Afissa

Scientific classification
- Kingdom: Animalia
- Phylum: Arthropoda
- Clade: Pancrustacea
- Class: Insecta
- Order: Coleoptera
- Suborder: Polyphaga
- Infraorder: Cucujiformia
- Family: Coccinellidae
- Subfamily: Coccinellinae
- Tribe: Epilachnini
- Genus: Afissa Dieke, 1947
- Species: See text
- Synonyms: Afilachna Bielawski, 1966 Afissula Kapur, 1958

= Afissa =

Genus of ladybug beetle

Afissa is a genus of ladybug beetles that belongs to the tribe Epilachnini. Members of this genus can be found throughout Eurasia and Africa.

== Taxonomy ==

=== Taxonomic history ===
The genus was erected in 1947 by Gerhard Heinrich Dieke, a German-American physicist who was an expert on the taxonomy of ladybug beetles. When it was erected, the type species was Coccinella flavicollis which is now a synonym of Afissa flavicollis.

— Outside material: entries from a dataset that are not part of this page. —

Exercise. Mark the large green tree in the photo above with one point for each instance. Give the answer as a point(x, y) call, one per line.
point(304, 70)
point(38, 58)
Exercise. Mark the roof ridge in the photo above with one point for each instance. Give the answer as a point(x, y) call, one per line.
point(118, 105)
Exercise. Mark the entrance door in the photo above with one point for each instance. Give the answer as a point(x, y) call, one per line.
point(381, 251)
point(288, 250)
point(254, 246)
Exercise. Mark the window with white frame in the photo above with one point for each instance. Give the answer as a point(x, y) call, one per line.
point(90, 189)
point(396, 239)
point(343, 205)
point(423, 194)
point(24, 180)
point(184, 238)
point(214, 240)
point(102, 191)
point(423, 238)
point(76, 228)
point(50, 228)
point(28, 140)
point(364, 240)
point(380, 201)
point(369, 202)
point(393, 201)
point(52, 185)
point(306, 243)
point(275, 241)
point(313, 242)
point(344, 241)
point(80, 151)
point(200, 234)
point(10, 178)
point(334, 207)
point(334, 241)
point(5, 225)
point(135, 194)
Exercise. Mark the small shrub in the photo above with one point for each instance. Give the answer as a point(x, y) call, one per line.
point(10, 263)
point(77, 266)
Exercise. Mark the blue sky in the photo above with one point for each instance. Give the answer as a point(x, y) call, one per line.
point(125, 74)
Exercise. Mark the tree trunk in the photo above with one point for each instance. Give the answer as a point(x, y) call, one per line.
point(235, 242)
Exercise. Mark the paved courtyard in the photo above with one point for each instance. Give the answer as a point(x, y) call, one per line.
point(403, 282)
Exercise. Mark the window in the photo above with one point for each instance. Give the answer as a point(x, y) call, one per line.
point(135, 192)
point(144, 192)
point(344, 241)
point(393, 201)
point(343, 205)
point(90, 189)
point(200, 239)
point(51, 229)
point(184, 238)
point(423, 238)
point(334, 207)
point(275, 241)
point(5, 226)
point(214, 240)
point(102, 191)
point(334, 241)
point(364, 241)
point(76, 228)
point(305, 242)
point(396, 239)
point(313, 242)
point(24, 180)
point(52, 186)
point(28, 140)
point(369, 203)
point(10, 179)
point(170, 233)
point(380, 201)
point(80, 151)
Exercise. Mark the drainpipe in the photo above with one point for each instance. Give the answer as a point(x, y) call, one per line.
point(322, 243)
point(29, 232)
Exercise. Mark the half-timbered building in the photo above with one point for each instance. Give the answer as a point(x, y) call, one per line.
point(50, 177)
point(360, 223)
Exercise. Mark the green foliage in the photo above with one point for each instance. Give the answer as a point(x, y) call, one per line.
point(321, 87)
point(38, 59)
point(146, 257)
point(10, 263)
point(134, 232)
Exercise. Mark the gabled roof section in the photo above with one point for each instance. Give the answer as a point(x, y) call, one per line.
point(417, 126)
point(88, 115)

Due to similarities with the species Epilachna borealis, it would be synonymized with Epilachna in 1961 by C.S. Li and E.F. Cook. In 2015, Szawaryn et al. would resurrect the genus from synonymy with Epilachna based on phylogenetic analysis of the genus. Furthermore, they would also propose that most Asian species formerly classified as belonging to Epilachna were actually apart of genus Afissa.

=== Species ===
This genus contains numerous species. Below is a list of species that belong to this genus:
- Afissa ampliata (Pang & Mao, 1979)
- Afissa anhweiana Dieke, 1947
- Afissa antennata (Bielawski, 1967)
- Afissa burmana (Bielawski, 1967)
- Afissa chapaensis (Hoang, 1977)
- Afissa craspedotricha (Yu, 2004)
- Afissa cuonaensis Iqbal et al. 2024
- Afissa expansa Dieke, 1947
- Afissa flavicollis (Thunberg, 1781)
- Afissa flavimarginalis (Hoang, 1978)
- Afissa galerucinoides (Korschefsky, 1934)
- Afissa gedeensis Dieke, 1947
- Afissa gibbera (Crotch, 1874)
- Afissa hydrangeae (Pang & Mao, 1979)
- Afissa hyla (Bielawski, 1967)
- Afissa kambaitana (Bielawski, 1967)
- Afissa langpingensis Das et al. 2023
- Afissa max Pang et al., 2012
- Afissa merkli (Jadwiszczak, 1989)
- Afissa mysticoides (Sicard, 1913)
- Afissa nielamuensis (Pang & Mao, 1977)
- Afissa nonggangensis (Zeng & Yang, 1996)
- Afissa parvula (Crotch, 1874)
- Afissa plicata (Weise, 1889)
- Afissa puncta (Bielawski, 1967)
- Afissa rana (Kapur, 1958)
- Afissa sadonensis (Bielawski, 1967)
- Afissa sanscrita (Crotch, 1874)
- Afissa schawalleri Iqbal et al. 2024
- Afissa similbengalica Iqbal et al. 2024
- Afissa spatulata (Cao & Xiao, 1984)
- Afissa sureilica Das et al. 2023'
- Afissa uniformis (Pang & Mao, 1979)
- Afissa xuexii Wang et al. 2025
- Afissa yunnanica (Cao & Wang, 1992)

== Distribution ==
This genus occurs throughout the continent of Eurasia and Africa. There have been more than 30 species that have been recorded from China. However the taxonomy of many Chinese species remains poorly studied and many species that were formerly assigned to Epilachna are in need of further examination.

== Description ==
The morphology and size of species belonging to Afissa vary greatly unlike genus Epilachna whose species are nearly homogeneous and hardly differ in morphology. Their spot patterns are also varied.

== Biology ==
Little is known about the biology of genus Afissa. They are apparently not a pest species which is due to their populations being low and their main plant food sources being of low economic importance.